Im Haus leben rund 50 Seniorinnen und Senioren zwischen 64 und 99 Jahren, und manche Heimbewohner strahlten, sagt Münzenmaier, wenn sie Emma sähen. Der soziale Roboter wohnt im Büro der Hausdirektorin und erwacht, wenn man "Hallo Emma" zu ihm sagt.
Die Evangelische Heimstiftung, der Träger des Hauses am Wiesengrund, will durch den Einsatz von Emma wissen, wie Künstliche Intelligenz bei der Betreuung der Senioren helfen kann: "Wie gefällt den Bewohnern ein Roboter, wie gehen sie mit ihm um, was sind die Chancen und worauf müssen wir achten?", steht in einer Broschüre.
Wenn Emma im Heim unterwegs ist, setzt das einiges an Gesprächen voraus. Zum Beispiel auch mit den Angehörigen der Heimbewohner, die informiert wurden. Oder mit den rund 60 Mitarbeitern im Heim, die schon mal nach dem Datenschutz beim Einsatz von Emma fragen. Der sei gewährleistet, sagt der Datenschutzbeauftragte der Heimstiftung. Bilddateien würden vom Rechner in Sekundenbruchteilen ausgewertet und anschließend sofort wieder gelöscht.

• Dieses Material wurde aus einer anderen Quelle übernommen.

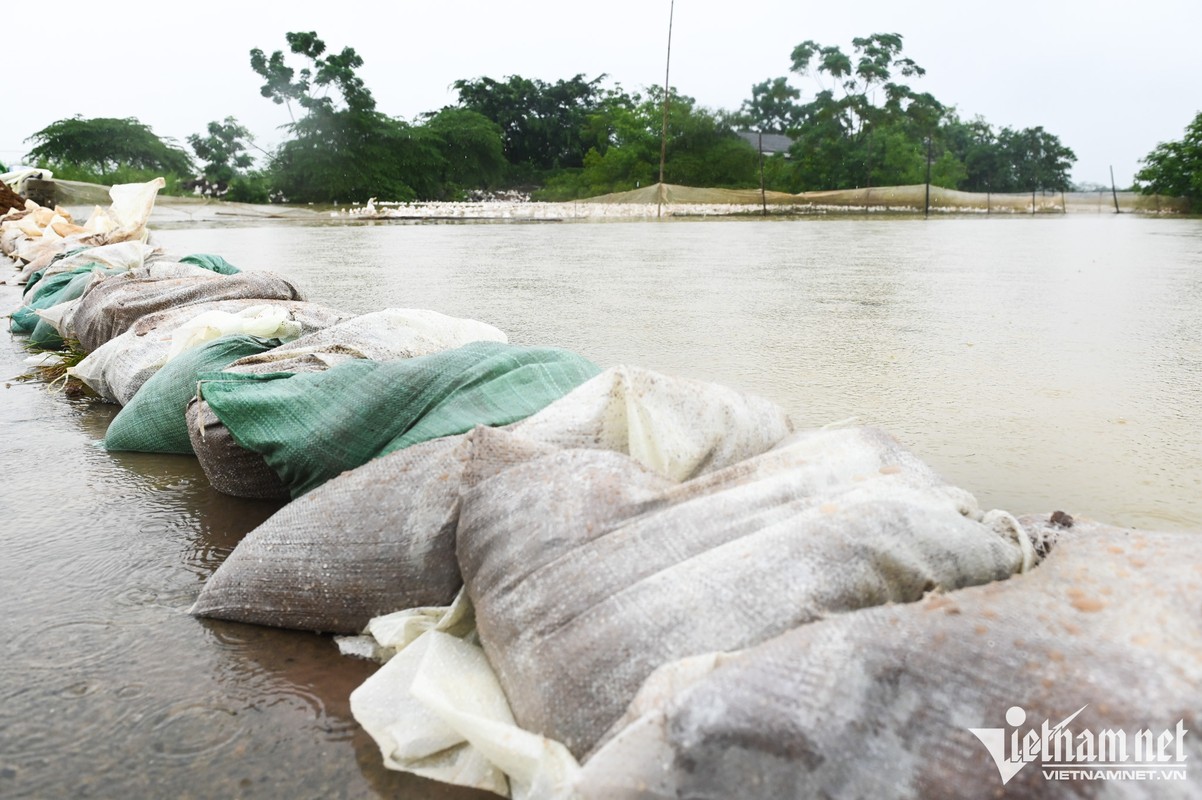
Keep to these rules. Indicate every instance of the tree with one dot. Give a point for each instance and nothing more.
(106, 144)
(224, 150)
(702, 150)
(1036, 160)
(543, 125)
(849, 133)
(341, 148)
(471, 147)
(772, 107)
(1174, 168)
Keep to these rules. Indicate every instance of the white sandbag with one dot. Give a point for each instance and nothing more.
(123, 256)
(381, 336)
(266, 321)
(117, 369)
(112, 305)
(900, 700)
(321, 563)
(587, 571)
(436, 710)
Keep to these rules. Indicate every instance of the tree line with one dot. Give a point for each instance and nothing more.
(576, 137)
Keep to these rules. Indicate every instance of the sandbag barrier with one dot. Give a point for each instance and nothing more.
(597, 584)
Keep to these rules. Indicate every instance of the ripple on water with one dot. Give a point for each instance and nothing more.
(189, 730)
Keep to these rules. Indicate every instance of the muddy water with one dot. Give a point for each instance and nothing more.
(1049, 363)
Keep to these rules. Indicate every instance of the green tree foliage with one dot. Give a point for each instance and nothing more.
(1007, 160)
(702, 150)
(1174, 168)
(224, 150)
(105, 145)
(341, 148)
(864, 127)
(471, 148)
(772, 108)
(543, 125)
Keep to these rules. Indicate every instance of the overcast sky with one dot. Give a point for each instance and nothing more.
(1112, 79)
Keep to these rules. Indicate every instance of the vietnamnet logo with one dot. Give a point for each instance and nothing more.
(1087, 756)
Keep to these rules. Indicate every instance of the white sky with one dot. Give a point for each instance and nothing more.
(1111, 78)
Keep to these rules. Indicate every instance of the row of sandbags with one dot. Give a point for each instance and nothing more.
(273, 393)
(619, 583)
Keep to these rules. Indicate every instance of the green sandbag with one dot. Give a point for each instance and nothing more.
(215, 263)
(35, 279)
(314, 425)
(154, 422)
(54, 290)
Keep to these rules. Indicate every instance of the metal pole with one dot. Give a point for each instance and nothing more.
(664, 136)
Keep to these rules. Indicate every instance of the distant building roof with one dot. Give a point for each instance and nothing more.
(773, 143)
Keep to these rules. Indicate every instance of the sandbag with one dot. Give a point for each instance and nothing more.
(109, 308)
(117, 257)
(588, 571)
(884, 702)
(385, 335)
(52, 291)
(230, 467)
(310, 427)
(118, 368)
(321, 563)
(154, 419)
(210, 262)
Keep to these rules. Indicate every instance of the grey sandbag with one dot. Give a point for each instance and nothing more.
(338, 556)
(117, 369)
(880, 703)
(587, 571)
(113, 305)
(381, 537)
(154, 419)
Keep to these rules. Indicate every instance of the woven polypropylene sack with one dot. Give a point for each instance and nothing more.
(118, 368)
(52, 291)
(1105, 634)
(210, 262)
(386, 335)
(321, 563)
(311, 427)
(112, 306)
(154, 419)
(369, 542)
(230, 467)
(588, 572)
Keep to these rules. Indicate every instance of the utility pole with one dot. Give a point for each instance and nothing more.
(926, 208)
(664, 135)
(763, 196)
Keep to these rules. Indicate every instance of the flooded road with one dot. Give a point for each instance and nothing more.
(1039, 363)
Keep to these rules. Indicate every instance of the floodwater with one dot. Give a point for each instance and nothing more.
(1048, 363)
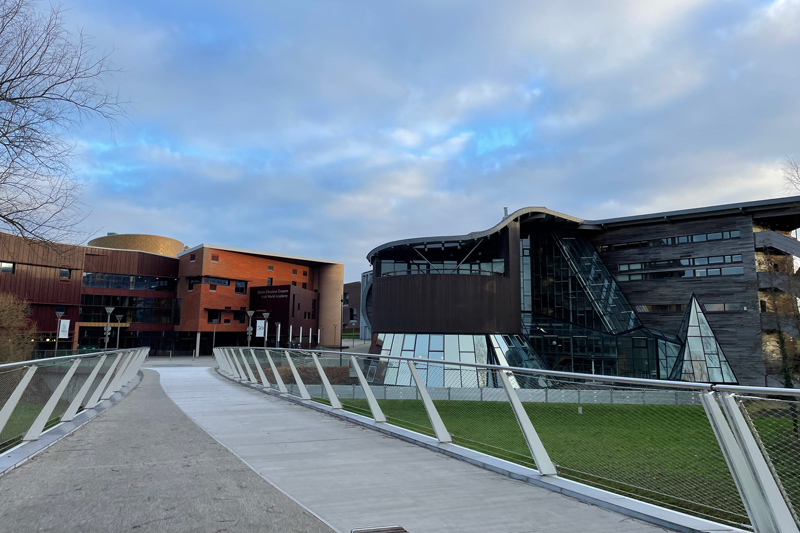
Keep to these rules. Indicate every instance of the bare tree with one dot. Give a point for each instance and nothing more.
(50, 81)
(791, 174)
(16, 331)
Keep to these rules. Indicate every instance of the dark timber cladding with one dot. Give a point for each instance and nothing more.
(607, 296)
(424, 304)
(738, 332)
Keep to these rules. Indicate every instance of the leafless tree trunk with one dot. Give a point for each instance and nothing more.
(791, 174)
(50, 81)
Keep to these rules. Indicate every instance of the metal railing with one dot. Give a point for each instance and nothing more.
(725, 453)
(36, 395)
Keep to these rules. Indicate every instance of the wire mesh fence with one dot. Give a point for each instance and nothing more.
(774, 422)
(652, 442)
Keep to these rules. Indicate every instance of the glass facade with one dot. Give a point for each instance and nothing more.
(574, 316)
(99, 280)
(133, 309)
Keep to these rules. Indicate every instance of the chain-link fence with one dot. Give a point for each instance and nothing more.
(647, 440)
(775, 425)
(60, 381)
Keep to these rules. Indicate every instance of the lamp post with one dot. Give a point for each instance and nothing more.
(249, 327)
(59, 314)
(119, 321)
(109, 310)
(214, 336)
(265, 314)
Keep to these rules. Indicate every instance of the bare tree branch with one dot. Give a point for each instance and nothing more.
(50, 82)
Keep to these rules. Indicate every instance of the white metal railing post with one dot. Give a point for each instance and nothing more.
(377, 413)
(543, 463)
(299, 382)
(335, 403)
(258, 367)
(224, 361)
(278, 379)
(436, 421)
(13, 400)
(95, 398)
(115, 384)
(72, 410)
(44, 415)
(221, 363)
(743, 476)
(239, 369)
(778, 509)
(250, 374)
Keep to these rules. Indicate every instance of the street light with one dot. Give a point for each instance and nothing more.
(109, 310)
(266, 326)
(249, 327)
(119, 321)
(214, 335)
(59, 314)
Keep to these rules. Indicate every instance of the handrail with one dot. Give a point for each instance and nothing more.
(743, 432)
(570, 375)
(61, 358)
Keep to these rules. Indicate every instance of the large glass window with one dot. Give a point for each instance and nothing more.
(100, 280)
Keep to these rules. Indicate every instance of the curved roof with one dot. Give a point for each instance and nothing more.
(527, 213)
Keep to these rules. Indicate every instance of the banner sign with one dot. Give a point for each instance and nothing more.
(63, 329)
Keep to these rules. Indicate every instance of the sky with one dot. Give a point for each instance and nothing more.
(326, 128)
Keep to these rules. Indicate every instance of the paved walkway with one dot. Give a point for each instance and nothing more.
(353, 477)
(144, 466)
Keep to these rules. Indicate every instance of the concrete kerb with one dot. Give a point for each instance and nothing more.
(18, 455)
(646, 512)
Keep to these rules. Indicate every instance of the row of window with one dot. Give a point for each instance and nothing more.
(495, 267)
(680, 308)
(689, 261)
(670, 241)
(697, 273)
(100, 280)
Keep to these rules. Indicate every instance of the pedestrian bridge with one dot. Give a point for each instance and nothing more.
(293, 441)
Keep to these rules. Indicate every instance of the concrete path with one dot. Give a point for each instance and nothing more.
(353, 477)
(144, 466)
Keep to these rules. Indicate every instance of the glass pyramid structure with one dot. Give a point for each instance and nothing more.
(700, 358)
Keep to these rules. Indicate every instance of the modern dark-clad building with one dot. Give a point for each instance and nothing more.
(699, 294)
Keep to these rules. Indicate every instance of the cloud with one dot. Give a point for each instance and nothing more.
(326, 129)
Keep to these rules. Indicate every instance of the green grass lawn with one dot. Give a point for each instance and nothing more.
(22, 418)
(664, 454)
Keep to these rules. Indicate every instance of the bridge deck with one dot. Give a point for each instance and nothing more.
(354, 477)
(144, 466)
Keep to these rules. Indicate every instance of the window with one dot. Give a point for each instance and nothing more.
(241, 287)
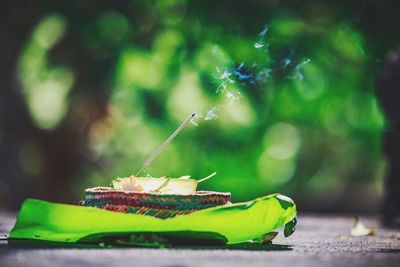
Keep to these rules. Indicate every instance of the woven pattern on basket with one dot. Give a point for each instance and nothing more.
(158, 205)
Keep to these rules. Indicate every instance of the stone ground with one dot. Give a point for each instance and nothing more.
(318, 241)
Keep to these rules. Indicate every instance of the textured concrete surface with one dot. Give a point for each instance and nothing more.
(318, 241)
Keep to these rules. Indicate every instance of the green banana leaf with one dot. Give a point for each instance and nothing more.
(231, 224)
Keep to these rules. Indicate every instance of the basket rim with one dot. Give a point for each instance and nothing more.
(105, 190)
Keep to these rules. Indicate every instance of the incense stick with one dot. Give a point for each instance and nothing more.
(163, 145)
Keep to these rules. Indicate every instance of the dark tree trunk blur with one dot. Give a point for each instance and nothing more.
(388, 92)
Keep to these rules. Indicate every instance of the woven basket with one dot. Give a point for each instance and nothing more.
(157, 205)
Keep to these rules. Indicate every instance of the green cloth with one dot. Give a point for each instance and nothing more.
(240, 222)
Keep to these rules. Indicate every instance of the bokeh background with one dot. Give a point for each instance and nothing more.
(285, 91)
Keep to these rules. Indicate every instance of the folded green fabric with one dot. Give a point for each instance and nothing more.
(236, 223)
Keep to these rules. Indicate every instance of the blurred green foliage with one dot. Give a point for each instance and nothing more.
(310, 129)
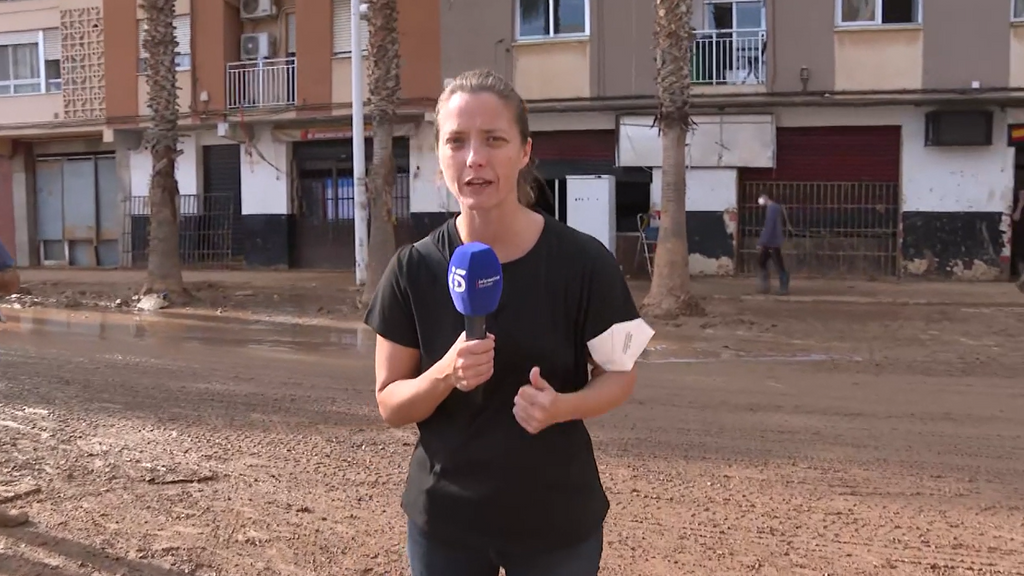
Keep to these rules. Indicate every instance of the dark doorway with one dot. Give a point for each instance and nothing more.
(213, 236)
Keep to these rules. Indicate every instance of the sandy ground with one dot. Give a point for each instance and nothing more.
(853, 428)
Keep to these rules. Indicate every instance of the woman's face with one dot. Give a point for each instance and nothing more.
(480, 151)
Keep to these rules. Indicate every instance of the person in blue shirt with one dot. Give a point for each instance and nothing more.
(9, 280)
(9, 283)
(770, 246)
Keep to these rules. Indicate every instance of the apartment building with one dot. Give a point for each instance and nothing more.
(890, 130)
(266, 153)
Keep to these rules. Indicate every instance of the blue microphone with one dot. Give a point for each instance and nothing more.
(475, 285)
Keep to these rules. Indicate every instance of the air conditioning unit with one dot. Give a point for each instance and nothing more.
(257, 46)
(255, 9)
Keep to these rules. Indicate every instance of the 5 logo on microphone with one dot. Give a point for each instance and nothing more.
(457, 280)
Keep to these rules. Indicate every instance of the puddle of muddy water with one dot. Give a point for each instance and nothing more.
(208, 332)
(309, 341)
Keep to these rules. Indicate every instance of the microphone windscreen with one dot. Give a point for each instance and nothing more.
(475, 279)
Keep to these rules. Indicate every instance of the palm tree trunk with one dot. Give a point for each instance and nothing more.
(384, 86)
(162, 139)
(670, 288)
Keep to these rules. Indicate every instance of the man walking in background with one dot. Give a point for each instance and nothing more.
(770, 247)
(9, 283)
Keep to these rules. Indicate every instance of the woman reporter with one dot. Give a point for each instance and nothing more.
(509, 481)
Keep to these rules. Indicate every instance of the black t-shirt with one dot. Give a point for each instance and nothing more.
(475, 475)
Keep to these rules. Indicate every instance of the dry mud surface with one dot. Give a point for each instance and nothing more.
(772, 438)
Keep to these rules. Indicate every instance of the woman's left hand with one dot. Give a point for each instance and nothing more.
(537, 405)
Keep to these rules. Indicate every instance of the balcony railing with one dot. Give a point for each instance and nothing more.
(261, 83)
(729, 57)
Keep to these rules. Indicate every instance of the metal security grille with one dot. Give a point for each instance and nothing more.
(325, 232)
(835, 229)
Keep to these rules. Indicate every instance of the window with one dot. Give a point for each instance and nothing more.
(51, 57)
(182, 33)
(734, 15)
(867, 12)
(343, 29)
(19, 73)
(553, 18)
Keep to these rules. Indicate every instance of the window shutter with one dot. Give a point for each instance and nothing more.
(343, 28)
(28, 37)
(290, 31)
(182, 33)
(51, 43)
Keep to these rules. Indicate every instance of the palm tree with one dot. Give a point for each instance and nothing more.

Begleitet wird der Einsatz des sozialen Roboters in Albershausen und eines zweiten Roboters in einem Heim in Mannheim vom internen Institut Pflege und Alter (IPA) der Evangelischen Heimstiftung. Zum Einsatz von Robotern befragt das IPA dabei sowohl die Heimbewohner als auch die Mitarbeiter. Geklärt werden soll damit eine Reihe von Fragen, auch zu den Risiken und möglichen ethischen Problemen. Die Ergebnisse der Studie sollen im Herbst veröffentlicht werden.